Johnson ha lanzado una granada, cuando las ya tensas discusiones entre Londres y Bruselas entran en una fase decisiva. “Concluyamos un acuerdo con nuestros amigos europeos antes del Consejo Europeo del 15 de octubre. Si no es así, no veo la posibilidad de que haya un acuerdo de libre comercio entre nosotros y ambos deberemos aceptarlo y pasar a otra cosa”, afirma el primer ministro. El plazo es similar al que se ha fijado la Comisión Europea, de manera que haya el tiempo mínimo requerido para la tramitación y ratificación del documento, antes de su entrada en vigor el 31 de diciembre, cuando concluye el actual periodo de transición.

Johnson repite que quiere un acuerdo por la UE similar al de Canadá, lo que implicaría atenerse a los protocolos establecidos por la Organización de Libre Comercio. Sobre el terreno supondría la imposición de aranceles en las exportaciones y controles aduaneros. A pesar de ello sostiene que una ruptura sin acuerdo “sería un buen resultado para el Reino Unido”.  El primer ministro puede haber decidido ya que ese será la resolución final de las negociaciones, que el ala dura del Partido conservador desea. La amenaza ahora, con incumplir lo ya firmado en un tratado internacional puede torpedear intencionalmente cualquier posibilidad de arreglo comercial con la UE.

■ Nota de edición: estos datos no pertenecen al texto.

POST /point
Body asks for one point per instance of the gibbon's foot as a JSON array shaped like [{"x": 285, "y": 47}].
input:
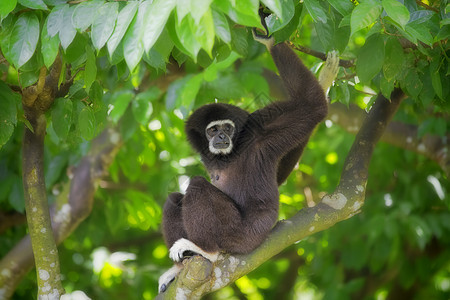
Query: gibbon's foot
[
  {"x": 329, "y": 71},
  {"x": 168, "y": 277},
  {"x": 184, "y": 248}
]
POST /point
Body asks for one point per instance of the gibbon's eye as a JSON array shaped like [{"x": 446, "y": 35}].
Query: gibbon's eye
[
  {"x": 211, "y": 131},
  {"x": 227, "y": 127}
]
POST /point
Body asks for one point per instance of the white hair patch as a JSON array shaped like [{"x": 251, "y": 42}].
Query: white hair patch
[
  {"x": 212, "y": 149},
  {"x": 220, "y": 122}
]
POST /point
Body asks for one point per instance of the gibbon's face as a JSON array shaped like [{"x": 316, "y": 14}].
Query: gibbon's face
[{"x": 220, "y": 134}]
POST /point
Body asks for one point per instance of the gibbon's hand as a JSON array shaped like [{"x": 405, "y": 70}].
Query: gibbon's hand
[{"x": 329, "y": 70}]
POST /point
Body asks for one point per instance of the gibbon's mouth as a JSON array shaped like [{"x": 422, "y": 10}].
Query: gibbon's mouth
[{"x": 221, "y": 145}]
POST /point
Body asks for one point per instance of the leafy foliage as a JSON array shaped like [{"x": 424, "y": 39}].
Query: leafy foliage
[{"x": 144, "y": 65}]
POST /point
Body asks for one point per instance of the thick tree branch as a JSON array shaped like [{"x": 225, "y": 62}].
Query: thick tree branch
[
  {"x": 36, "y": 101},
  {"x": 73, "y": 205},
  {"x": 398, "y": 134},
  {"x": 200, "y": 277}
]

Recuperación de la soberanía

El protocolo sobre la frontera en Irlanda del Norte fue uno de los más complejos y difíciles de alcanzar durante la negociación del ‘brexit’. Todas las partes coincidían en que no se podía poner en peligro el Acuerdo de Viernes Santo volviendo a una estructura fronteriza formal entre las dos partes de la isla. El protocolo aprobado y firmado por Johnson, deja en manos de la política de la UE obligaciones importantes como los subsidios estatales y las aduanas. De acuerdo con ese documento, el gobierno británico debe notificar a Bruselas cualquier ayuda estatal que pueda afectar a los negocios en la región noirlandesa. Para los que defienden un ‘brexit’ duro eso impide la recuperación completa de la soberanía nacional. El segundo obstáculo es la necesidad de los comerciantes exportadores de Irlanda del Norte de completar una serie de declaraciones cuando envíen mercancía a Gran Bretaña. Eso es algo que contradice la promesa del gobierno, de que los noirlandeses tendrían acceso sin traba alguna al resto del mercado interno del Reino Unido.

Mala fe

El intento de esquivar el protocolo es inaceptable para Bruselas que exige el cumplimiento de lo firmado, como requisito inapelable para que las conversaciones actuales tengan posibilidad de prosperar. También en casa, la estratagema de Johnson es criticada por la oposición. Desde el Partido Laborista se acusó al primer ministro de “está amenazando con renegar de las obligaciones legales del Reino Unido”, en “un acto de inmensa mala fe”, que puede afectar la percepción de “futuros socios comerciales aliados en el mundo”.